MEGA-DAgger: Imitation Learning with Multiple Imperfect Experts

2303.00638

Published 5/3/2024 by Xiatao Sun, Shuo Yang, Mingyan Zhou, Kunpeng Liu, Rahul Mangharam

🏷️

Abstract

Imitation learning has been widely applied to various autonomous systems thanks to recent development in interactive algorithms that address covariate shift and compounding errors induced by traditional approaches like behavior cloning. However, existing interactive imitation learning methods assume access to one perfect expert. Whereas in reality, it is more likely to have multiple imperfect experts instead. In this paper, we propose MEGA-DAgger, a new DAgger variant that is suitable for interactive learning with multiple imperfect experts. First, unsafe demonstrations are filtered while aggregating the training data, so the imperfect demonstrations have little influence when training the novice policy. Next, experts are evaluated and compared on scenarios-specific metrics to resolve the conflicted labels among experts. Through experiments in autonomous racing scenarios, we demonstrate that policy learned using MEGA-DAgger can outperform both experts and policies learned using the state-of-the-art interactive imitation learning algorithms such as Human-Gated DAgger. The supplementary video can be found at url{https://youtu.be/wPCht31MHrw}.

Create account to get full access

Overview

The paper presents a new imitation learning algorithm called MEGA-DAgger that can learn from multiple imperfect experts.
Traditional imitation learning approaches like behavior cloning assume access to a single perfect expert, but in reality, multiple imperfect experts are more common.
MEGA-DAgger addresses challenges like covariate shift and compounding errors that arise when learning from imperfect demonstrations.

Plain English Explanation

Imitation learning is a powerful technique used in autonomous systems, where a machine learns by observing and imitating the behavior of an expert. Recent advances in interactive algorithms, such as DAgger and Human-Gated DAgger, have made imitation learning more effective by addressing issues like covariate shift and compounding errors.

However, these existing methods assume that the expert providing the demonstrations is perfect. In reality, it's more common to have access to multiple experts, and those experts may not always be perfectly accurate or consistent. This can create problems when trying to learn from their demonstrations.

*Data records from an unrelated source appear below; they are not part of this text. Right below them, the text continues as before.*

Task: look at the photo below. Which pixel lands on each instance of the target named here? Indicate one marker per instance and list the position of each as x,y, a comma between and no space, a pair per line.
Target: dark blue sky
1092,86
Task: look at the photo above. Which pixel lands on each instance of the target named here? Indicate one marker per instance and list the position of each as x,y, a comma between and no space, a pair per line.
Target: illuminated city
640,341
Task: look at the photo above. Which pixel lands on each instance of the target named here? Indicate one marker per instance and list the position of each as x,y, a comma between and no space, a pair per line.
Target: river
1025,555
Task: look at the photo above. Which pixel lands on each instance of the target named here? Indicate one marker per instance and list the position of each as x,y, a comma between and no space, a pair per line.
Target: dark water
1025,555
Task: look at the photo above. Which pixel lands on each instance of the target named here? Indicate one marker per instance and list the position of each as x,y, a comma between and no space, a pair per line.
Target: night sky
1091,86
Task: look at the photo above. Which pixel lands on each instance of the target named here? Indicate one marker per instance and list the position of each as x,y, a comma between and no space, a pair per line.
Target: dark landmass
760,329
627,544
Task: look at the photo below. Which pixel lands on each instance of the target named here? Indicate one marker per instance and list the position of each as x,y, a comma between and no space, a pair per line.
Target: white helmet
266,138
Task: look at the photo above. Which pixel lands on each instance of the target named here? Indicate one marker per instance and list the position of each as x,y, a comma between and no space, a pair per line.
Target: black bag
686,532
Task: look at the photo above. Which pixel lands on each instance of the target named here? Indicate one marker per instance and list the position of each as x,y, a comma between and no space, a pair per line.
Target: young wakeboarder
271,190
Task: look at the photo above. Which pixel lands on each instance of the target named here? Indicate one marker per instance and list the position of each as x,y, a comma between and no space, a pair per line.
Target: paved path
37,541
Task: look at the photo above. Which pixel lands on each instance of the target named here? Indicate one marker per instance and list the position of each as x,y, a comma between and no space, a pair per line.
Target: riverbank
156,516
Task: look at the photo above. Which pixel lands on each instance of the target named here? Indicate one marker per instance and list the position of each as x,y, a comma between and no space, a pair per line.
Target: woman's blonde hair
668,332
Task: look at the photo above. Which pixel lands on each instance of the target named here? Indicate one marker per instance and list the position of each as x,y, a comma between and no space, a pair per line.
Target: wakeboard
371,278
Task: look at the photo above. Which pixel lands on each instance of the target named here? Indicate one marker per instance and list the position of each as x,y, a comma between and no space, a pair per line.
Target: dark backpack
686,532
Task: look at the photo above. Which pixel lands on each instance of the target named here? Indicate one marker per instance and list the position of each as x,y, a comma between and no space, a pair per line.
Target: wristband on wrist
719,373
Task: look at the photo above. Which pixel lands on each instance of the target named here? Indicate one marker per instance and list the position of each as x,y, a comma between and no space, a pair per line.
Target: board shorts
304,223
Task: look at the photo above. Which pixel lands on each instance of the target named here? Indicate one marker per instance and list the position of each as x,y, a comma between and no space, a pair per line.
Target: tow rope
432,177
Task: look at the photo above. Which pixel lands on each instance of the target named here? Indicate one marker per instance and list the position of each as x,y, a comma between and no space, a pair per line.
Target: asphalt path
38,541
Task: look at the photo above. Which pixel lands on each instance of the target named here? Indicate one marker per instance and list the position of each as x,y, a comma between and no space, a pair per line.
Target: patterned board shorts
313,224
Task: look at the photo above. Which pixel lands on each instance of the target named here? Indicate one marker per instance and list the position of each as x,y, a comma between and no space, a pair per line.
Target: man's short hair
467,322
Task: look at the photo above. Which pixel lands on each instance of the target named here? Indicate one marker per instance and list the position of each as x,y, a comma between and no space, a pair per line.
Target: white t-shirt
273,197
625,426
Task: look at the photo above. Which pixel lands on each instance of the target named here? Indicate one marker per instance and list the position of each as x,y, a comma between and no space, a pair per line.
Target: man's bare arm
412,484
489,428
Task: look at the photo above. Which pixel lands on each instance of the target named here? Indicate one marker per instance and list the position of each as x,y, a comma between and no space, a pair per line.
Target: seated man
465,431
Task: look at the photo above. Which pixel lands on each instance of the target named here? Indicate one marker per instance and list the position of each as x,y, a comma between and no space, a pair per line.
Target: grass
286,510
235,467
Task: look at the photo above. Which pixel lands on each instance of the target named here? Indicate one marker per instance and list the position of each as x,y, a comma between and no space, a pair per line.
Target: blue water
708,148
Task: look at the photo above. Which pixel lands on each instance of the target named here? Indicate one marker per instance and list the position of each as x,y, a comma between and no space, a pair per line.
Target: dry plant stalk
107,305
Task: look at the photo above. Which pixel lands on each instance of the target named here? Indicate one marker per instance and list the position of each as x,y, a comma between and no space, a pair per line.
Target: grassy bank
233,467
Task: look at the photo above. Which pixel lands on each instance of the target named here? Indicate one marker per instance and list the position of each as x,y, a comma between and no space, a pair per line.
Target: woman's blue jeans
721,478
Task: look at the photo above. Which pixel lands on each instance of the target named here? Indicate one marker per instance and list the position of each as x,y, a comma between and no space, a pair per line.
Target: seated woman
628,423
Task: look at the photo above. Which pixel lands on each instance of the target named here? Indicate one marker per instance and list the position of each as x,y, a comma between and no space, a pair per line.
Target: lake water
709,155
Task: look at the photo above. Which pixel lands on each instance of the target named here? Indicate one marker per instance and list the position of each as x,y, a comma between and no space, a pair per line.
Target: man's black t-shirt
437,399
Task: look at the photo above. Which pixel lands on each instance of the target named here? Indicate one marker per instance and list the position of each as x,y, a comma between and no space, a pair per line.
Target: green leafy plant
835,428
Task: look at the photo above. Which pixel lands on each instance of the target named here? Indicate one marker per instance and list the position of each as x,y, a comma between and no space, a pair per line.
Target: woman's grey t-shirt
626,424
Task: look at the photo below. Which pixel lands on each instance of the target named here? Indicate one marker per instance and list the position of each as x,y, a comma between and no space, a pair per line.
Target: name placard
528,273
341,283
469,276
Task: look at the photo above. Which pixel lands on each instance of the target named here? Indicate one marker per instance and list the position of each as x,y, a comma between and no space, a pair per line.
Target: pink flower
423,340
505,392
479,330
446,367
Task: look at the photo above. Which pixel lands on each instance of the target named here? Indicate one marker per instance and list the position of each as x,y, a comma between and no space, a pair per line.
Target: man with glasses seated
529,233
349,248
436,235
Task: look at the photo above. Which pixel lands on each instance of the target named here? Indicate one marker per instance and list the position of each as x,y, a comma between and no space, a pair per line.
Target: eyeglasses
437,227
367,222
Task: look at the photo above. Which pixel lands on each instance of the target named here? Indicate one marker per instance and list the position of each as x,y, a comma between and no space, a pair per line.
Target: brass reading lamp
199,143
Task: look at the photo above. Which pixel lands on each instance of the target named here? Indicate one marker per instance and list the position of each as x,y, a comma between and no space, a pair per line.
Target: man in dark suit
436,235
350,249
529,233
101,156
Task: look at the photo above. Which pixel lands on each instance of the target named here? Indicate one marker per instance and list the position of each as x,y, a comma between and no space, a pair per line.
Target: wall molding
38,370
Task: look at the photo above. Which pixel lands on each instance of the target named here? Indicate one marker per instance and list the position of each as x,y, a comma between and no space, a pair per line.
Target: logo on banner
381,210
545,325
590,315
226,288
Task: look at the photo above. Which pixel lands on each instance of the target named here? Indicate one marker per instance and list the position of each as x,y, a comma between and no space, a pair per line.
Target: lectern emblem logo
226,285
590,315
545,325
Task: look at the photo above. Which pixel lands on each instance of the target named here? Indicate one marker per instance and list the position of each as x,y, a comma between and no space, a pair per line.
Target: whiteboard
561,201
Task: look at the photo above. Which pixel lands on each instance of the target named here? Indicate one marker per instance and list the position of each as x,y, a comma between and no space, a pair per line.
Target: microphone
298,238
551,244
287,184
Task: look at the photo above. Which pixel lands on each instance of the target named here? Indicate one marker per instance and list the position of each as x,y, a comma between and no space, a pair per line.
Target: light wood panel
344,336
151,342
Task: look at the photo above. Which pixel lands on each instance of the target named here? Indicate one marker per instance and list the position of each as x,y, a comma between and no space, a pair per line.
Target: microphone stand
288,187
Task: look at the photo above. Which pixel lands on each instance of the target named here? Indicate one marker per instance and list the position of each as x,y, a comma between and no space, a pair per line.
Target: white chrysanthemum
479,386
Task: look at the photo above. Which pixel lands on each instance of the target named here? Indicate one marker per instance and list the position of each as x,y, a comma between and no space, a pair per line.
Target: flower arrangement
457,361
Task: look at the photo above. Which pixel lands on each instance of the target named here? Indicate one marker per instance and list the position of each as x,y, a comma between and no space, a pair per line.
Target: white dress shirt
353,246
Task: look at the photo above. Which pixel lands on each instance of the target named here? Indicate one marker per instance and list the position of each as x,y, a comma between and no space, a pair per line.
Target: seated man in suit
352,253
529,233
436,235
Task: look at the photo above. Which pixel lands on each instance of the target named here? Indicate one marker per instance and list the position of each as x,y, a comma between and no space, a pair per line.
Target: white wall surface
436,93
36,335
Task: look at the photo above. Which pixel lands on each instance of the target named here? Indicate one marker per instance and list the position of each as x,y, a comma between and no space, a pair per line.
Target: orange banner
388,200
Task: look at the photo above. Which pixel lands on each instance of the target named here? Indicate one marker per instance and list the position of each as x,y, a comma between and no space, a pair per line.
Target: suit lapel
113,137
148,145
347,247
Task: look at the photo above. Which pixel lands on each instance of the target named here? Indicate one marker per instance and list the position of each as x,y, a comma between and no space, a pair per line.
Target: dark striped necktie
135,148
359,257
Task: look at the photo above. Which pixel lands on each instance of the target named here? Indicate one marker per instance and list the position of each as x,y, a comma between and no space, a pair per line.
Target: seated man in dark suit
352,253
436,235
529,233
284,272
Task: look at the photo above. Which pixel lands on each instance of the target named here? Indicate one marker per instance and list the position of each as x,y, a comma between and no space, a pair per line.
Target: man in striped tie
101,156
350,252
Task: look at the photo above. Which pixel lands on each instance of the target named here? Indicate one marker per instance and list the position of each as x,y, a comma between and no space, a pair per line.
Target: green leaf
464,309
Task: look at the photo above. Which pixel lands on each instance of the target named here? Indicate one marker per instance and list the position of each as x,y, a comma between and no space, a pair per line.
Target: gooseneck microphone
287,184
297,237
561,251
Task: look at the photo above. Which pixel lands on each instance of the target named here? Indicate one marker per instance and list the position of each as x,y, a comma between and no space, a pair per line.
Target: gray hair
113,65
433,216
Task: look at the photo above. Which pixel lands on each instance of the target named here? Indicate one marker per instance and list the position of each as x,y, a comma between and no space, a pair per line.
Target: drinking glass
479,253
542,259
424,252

The paper proposes a new algorithm called MEGA-DAgger, which is designed to work with multiple imperfect experts. MEGA-DAgger has two key features:

It filters out "unsafe" demonstrations from the imperfect experts, so that those poor-quality demonstrations don't overly influence the training of the novice policy.
It evaluates and compares the experts on scenario-specific metrics to resolve any conflicts or inconsistencies in their demonstrations.

Through experiments in autonomous racing scenarios, the researchers show that the policy learned using MEGA-DAgger can outperform both the individual experts and policies learned using other state-of-the-art interactive imitation learning algorithms.

Technical Explanation

The paper proposes MEGA-DAgger, a new variant of the DAgger algorithm that can handle learning from multiple imperfect experts. The key innovations are:

Unsafe Demonstration Filtering: When aggregating the training data from the multiple experts, MEGA-DAgger filters out "unsafe" demonstrations that are likely to be of poor quality. This ensures that the imperfect demonstrations have minimal influence on the final trained policy.
Expert Evaluation and Comparison: MEGA-DAgger evaluates the performance of each expert on scenario-specific metrics, and uses this information to resolve any conflicts or inconsistencies in their demonstrations. This allows the algorithm to learn an optimal policy by intelligently combining the strengths of the different experts.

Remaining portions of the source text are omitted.